Background reading on the need for pipelines (Click to expand)

Perkel 2019 - https://www.nature.com/articles/d41586-019-02619-z

Two quotes from this article:

Typically, researchers codify workflows using general scripting languages such as Python or Bash. But these often lack the necessary flexibility.

Workflows can involve hundreds to thousands of data files; a pipeline must be able to monitor their progress and exit gracefully if any step fails.

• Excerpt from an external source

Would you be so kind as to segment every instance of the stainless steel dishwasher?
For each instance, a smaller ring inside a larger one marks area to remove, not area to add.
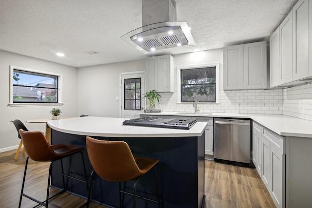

And pipelines must be smart enough to work out which tasks need to be re-executed and which do not.

3 Workflow management systems

Pipeline/workflow tools, often called “workflow management systems” in full, provide ways to formally describe and execute pipelines. Advantages of these tools are improved automation, flexibility, portability, and scalability¹.

Automation
- Detect & rerun upon changes in input files and failed steps.
- Automate Slurm job submissions.
- Integration with software management.
- Easily run for other data sets.

Flexibility, portability, and scalability
This is due to these tools separating generic pipeline nuts-and-bolts from the following two aspects:
- Run-specific configuration — samples, directories, settings/parameters.
- Things specific to the run-time environment (laptop vs. cluster vs. cloud).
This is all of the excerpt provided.